The maximum Pell grant is over $5,000 per year now, and it may get closer to (or slightly over) $6,000 by the time the deals are done. Full-time tuition and fees at most community colleges across the country top out below $4,000, and some (hello, California!) top out well below that. On one level, that's great; it means that needy students can attend the first two years of college tuition-free.
But to the extent that community colleges are bleeding financially -- and are about to bleed much more severely when the ARRA funding runs out -- passing off higher Pell caps as somehow helpful is just a cruel joke. All it does is increase the amount of money left on the table.
Community colleges don't get anywhere near the per-student funding that four-year colleges get. (Gail Mellow, the President of LaGuardia Community College in New York City, makes this point often.) Add lower tuition, and most cc's are really run on a shoestring. Higher Pell caps will make the gap between cc budgets and four-year budgets even greater, since four-year colleges generally already have high enough tuition levels to capture the entire gain from a higher cap. Cc's, which are already gasping for air, will get no help at all from the change. The gap will get even wider than it already is, and that's saying something.
Worse, the only way for cc's to level the playing field and capture their share of the gain would be to raise tuition drastically. Failing to do so is choosing to leave money on the table at a time when money is extraordinarily tight. Of course, drastic tuition increases that wouldn't mean anything to people receiving the full grant would be devastating to students just over that cutoff, whose out-of-pocket costs would skyrocket at precisely the moment when jobs for young people are hardest to find. Since part of the point of community colleges is affordability, there's a strong argument to be made that raising tuition high enough to capture the gains from the Pell grant increase would violate cc's reason to exist.
I salute the impulse to help the students who need it the most, but this method actually won't work. Having your tuition covered doesn't help if you couldn't get the class you needed because we couldn't afford to run it. And stuffing existing classes ever fuller can't help but water down the quality of education over time.
No. If Congress wants to make a meaningful difference for community colleges -- a fine and worthy goal -- the way to do it is to direct operating funds directly to the colleges themselves, and to attach a "maintenance of effort" requirement for the states so the states don't simply cut their own appropriations by the same amount. Make it possible for us to maintain services and quality for all students -- not just those in the Pell program -- and to do it without making the tuition cost spiral even worse than it already is. ARRA funding actually did this, to some degree, so the model is already in place; the key is to get past the short-term expiration date.

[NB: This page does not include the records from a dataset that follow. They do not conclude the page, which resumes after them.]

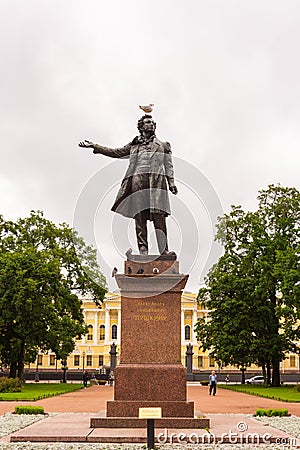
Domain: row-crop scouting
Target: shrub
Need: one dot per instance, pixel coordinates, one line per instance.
(272, 412)
(29, 410)
(10, 384)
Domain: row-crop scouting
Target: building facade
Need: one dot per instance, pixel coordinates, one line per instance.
(92, 350)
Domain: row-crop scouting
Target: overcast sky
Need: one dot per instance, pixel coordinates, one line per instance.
(224, 78)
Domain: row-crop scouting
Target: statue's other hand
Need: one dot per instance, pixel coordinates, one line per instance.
(86, 144)
(174, 189)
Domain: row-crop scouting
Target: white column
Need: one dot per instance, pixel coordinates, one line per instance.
(107, 326)
(119, 326)
(182, 327)
(96, 331)
(194, 321)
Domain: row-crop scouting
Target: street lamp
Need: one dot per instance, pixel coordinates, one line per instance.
(83, 358)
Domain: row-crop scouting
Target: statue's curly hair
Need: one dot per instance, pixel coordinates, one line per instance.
(141, 121)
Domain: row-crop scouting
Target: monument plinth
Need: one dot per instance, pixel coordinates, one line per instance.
(150, 373)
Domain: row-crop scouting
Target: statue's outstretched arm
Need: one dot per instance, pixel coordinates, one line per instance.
(122, 152)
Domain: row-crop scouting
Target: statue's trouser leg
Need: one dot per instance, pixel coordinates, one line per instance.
(141, 230)
(159, 221)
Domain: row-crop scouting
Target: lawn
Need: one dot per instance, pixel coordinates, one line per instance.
(38, 391)
(283, 393)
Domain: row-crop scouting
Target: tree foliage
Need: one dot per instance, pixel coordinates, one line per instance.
(41, 276)
(253, 291)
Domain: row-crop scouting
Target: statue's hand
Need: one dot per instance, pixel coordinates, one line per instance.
(174, 189)
(86, 144)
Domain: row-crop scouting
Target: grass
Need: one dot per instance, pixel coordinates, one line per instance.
(38, 391)
(283, 393)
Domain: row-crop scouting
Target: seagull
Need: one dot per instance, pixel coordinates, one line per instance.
(147, 108)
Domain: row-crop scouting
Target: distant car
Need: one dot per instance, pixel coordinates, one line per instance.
(258, 379)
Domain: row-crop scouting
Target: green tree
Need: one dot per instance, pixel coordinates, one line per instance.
(41, 276)
(253, 290)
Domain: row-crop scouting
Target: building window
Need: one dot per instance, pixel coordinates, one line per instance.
(187, 332)
(102, 333)
(292, 361)
(211, 361)
(114, 332)
(90, 333)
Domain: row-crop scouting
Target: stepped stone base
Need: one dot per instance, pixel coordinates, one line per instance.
(125, 408)
(134, 422)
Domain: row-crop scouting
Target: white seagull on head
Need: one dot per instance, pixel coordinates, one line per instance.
(147, 108)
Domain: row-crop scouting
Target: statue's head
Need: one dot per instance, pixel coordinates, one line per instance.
(141, 121)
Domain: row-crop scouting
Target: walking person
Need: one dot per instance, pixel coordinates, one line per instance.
(111, 378)
(85, 378)
(212, 383)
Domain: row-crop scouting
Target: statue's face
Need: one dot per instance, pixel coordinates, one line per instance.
(148, 125)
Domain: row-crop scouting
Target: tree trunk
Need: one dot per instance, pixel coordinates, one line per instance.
(276, 372)
(243, 370)
(269, 372)
(13, 370)
(263, 366)
(21, 360)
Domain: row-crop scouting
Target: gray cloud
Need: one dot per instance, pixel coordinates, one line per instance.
(223, 77)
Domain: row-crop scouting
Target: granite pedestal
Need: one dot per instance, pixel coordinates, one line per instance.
(150, 373)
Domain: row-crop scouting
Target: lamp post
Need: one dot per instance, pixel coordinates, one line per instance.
(83, 358)
(36, 375)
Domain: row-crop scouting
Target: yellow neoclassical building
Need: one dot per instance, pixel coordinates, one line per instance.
(92, 351)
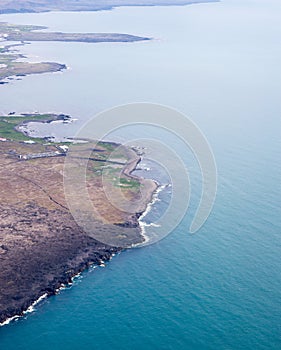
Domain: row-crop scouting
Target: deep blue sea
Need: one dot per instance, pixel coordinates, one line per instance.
(218, 63)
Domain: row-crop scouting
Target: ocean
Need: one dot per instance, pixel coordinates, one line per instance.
(219, 64)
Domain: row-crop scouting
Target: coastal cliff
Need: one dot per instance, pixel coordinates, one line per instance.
(41, 245)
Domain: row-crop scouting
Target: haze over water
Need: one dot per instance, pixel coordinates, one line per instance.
(218, 63)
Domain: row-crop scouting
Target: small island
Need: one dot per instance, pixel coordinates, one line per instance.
(41, 246)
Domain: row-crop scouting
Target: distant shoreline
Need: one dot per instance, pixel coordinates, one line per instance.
(38, 232)
(9, 6)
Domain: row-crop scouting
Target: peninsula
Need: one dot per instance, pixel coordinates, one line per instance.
(41, 245)
(11, 6)
(10, 64)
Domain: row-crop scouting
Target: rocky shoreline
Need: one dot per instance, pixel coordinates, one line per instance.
(41, 246)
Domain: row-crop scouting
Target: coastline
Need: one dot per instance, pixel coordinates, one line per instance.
(73, 250)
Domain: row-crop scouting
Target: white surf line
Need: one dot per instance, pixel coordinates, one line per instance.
(142, 223)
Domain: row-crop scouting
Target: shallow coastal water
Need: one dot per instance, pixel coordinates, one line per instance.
(218, 289)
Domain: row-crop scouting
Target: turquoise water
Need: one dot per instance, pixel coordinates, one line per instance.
(220, 288)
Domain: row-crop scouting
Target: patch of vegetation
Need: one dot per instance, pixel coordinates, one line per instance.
(8, 126)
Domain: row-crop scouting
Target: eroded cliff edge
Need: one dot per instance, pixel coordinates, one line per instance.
(41, 245)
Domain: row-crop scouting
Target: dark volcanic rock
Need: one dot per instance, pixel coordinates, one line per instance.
(38, 261)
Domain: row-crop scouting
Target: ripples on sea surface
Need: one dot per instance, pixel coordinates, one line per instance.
(218, 289)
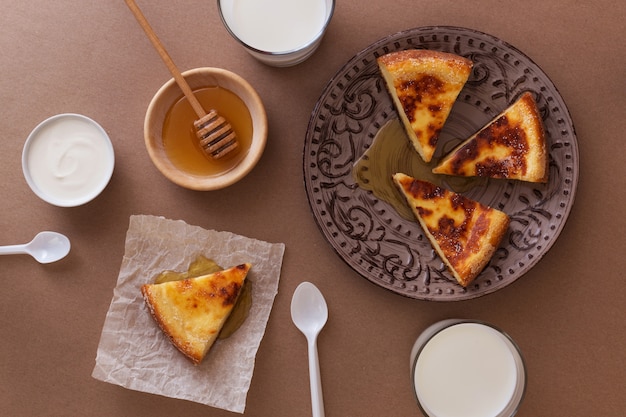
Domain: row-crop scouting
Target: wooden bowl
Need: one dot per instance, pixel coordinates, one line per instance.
(169, 94)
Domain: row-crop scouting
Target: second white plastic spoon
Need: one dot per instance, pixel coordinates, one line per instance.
(46, 247)
(310, 313)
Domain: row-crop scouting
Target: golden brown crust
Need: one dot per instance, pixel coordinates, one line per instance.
(191, 312)
(511, 146)
(464, 232)
(424, 85)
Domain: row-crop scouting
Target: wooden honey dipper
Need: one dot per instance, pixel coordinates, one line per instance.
(215, 134)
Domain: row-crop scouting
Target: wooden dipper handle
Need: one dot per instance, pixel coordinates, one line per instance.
(178, 77)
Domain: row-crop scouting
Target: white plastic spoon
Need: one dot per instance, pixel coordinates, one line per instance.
(309, 313)
(46, 247)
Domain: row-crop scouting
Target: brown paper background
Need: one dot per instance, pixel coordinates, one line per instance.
(90, 57)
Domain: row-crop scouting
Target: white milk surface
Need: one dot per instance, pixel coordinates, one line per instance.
(465, 370)
(276, 25)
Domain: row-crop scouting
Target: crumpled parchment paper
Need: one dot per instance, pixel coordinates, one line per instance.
(134, 353)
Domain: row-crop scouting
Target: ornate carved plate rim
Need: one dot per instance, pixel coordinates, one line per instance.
(368, 234)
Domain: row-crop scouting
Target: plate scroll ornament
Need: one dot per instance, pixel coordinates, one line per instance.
(368, 233)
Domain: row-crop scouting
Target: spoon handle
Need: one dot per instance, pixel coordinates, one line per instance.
(317, 400)
(13, 250)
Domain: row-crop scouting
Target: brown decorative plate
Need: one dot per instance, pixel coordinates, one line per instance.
(368, 233)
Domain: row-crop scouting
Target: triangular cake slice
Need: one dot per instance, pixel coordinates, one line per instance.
(424, 86)
(464, 232)
(511, 146)
(191, 312)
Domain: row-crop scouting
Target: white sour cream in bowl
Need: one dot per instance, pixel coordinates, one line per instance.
(68, 160)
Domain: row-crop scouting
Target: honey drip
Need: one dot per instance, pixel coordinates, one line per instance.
(179, 135)
(391, 152)
(204, 266)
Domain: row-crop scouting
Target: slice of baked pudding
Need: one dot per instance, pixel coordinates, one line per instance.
(191, 312)
(464, 232)
(511, 146)
(424, 85)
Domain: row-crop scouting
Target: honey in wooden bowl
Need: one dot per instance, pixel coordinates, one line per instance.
(171, 141)
(179, 136)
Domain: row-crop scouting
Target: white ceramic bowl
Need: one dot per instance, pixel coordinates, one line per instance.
(169, 94)
(68, 160)
(279, 40)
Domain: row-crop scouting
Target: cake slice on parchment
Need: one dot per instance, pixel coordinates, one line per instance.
(464, 232)
(511, 146)
(424, 85)
(191, 312)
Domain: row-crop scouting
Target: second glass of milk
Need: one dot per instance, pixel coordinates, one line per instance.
(466, 368)
(277, 32)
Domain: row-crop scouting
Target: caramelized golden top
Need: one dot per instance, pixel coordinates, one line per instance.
(192, 311)
(463, 231)
(424, 86)
(511, 146)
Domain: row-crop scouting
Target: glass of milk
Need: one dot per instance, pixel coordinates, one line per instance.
(467, 368)
(280, 33)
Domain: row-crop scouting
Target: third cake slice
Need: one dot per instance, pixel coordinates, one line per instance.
(512, 146)
(464, 232)
(191, 312)
(424, 85)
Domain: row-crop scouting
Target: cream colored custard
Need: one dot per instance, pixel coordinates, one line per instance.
(68, 160)
(468, 370)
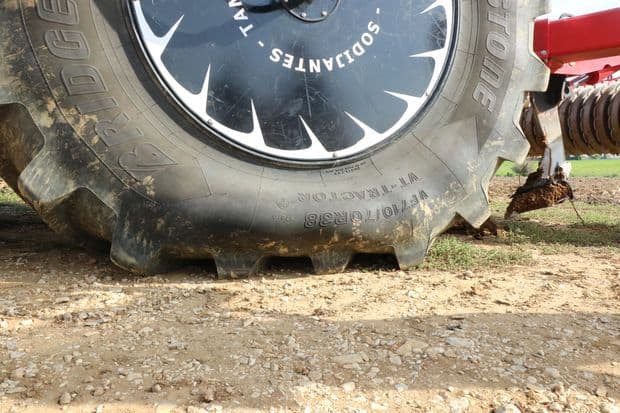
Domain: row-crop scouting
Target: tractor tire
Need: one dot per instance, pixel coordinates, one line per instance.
(95, 144)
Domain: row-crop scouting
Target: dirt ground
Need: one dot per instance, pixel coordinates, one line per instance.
(76, 334)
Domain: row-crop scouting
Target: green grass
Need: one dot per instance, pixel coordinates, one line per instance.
(560, 226)
(450, 253)
(581, 169)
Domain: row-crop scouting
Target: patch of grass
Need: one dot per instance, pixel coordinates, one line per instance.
(561, 226)
(602, 168)
(452, 254)
(8, 197)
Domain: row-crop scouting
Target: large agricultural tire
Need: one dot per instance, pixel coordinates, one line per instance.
(90, 138)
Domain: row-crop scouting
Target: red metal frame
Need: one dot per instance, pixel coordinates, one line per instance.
(588, 44)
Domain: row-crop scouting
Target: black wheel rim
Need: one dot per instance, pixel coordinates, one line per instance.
(299, 80)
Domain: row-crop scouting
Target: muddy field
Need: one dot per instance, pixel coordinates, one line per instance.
(78, 335)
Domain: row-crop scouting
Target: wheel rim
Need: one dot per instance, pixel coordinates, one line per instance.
(299, 80)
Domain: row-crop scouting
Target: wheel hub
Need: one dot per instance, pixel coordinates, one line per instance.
(333, 82)
(311, 11)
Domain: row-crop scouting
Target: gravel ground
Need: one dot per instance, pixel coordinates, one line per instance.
(78, 335)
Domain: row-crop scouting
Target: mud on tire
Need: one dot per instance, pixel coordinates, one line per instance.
(96, 146)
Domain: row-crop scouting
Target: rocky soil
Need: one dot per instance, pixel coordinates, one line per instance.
(78, 335)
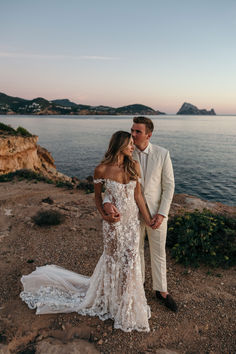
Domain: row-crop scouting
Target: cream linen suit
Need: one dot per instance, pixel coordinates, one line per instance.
(158, 189)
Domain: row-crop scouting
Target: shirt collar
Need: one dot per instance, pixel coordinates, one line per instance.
(145, 151)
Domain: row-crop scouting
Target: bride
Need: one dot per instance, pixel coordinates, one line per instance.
(115, 289)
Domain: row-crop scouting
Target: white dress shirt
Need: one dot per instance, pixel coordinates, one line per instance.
(143, 157)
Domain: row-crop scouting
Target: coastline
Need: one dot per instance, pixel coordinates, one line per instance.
(197, 327)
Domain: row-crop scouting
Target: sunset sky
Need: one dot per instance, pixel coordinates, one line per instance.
(160, 53)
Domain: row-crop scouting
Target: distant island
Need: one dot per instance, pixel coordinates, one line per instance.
(40, 106)
(190, 109)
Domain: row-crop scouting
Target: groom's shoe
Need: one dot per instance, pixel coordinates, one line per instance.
(168, 301)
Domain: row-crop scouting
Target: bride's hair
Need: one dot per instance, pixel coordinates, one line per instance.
(119, 141)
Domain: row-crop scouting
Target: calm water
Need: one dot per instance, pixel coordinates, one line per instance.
(203, 148)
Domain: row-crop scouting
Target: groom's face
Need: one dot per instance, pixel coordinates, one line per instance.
(140, 136)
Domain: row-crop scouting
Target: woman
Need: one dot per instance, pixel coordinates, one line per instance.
(115, 289)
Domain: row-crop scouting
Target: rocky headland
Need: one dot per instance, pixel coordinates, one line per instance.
(205, 322)
(190, 109)
(40, 106)
(22, 152)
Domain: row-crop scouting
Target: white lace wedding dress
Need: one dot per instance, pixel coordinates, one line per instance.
(115, 290)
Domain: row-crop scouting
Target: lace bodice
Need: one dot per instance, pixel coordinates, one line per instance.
(115, 289)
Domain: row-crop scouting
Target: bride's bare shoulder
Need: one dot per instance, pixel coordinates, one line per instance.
(100, 171)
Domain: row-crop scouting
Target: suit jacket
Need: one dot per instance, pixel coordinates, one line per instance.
(158, 183)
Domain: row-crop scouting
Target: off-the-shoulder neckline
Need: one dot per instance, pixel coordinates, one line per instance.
(112, 180)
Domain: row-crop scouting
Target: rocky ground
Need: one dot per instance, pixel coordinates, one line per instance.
(205, 322)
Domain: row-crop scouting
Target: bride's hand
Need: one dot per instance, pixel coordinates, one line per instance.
(111, 218)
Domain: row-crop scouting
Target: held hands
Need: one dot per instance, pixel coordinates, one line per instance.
(111, 213)
(156, 221)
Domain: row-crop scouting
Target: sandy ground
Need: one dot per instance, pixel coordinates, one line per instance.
(205, 322)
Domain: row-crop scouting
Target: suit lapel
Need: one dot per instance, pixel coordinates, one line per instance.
(150, 161)
(136, 157)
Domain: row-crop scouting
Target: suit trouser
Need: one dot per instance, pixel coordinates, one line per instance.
(157, 243)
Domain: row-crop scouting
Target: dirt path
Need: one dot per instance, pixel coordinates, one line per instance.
(205, 322)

Over the longer term, if it really wanted to help, Congress could also make it easier to us to address such structural roadblocks as the 'credit hour.' But I have no illusions that we're there yet. While we get our ducks in a row for that battle, this could help us address the current enrollment surge.
But increasing the Pell grants won't. It's well-intended, and appealing, and politically easy, but it won't help. If you want to help community colleges, you have to do it directly.
Given the average debt of a college grad vs. the average debt of a college grad pell grant recipient (hint, the former is smaller than the later), I see this as a necessary move, irrespective of what it does for community colleges.
One the one hand, I do think that one of the problems we have in education in the US (from preschool through PhD) is the incredibly fragmented nature of our system...50+ states, many with multiple, independently operated and funded systems at all levels...probably approaching or surpassing 2000 school systems at all levels...The difficulty of providing fair and adequate funding for education in this system seems all but impossible.
On the other hand, to single out one element of that screwed up system for direct federal funding does not seem like a particularly desireable solution. Why community colleges, but not pre-schools?
So I could--and probably would--support a comprehensive federalization of the existing melange of public educational systems in the US. But one-by-one? Well, I'd be skepitcal.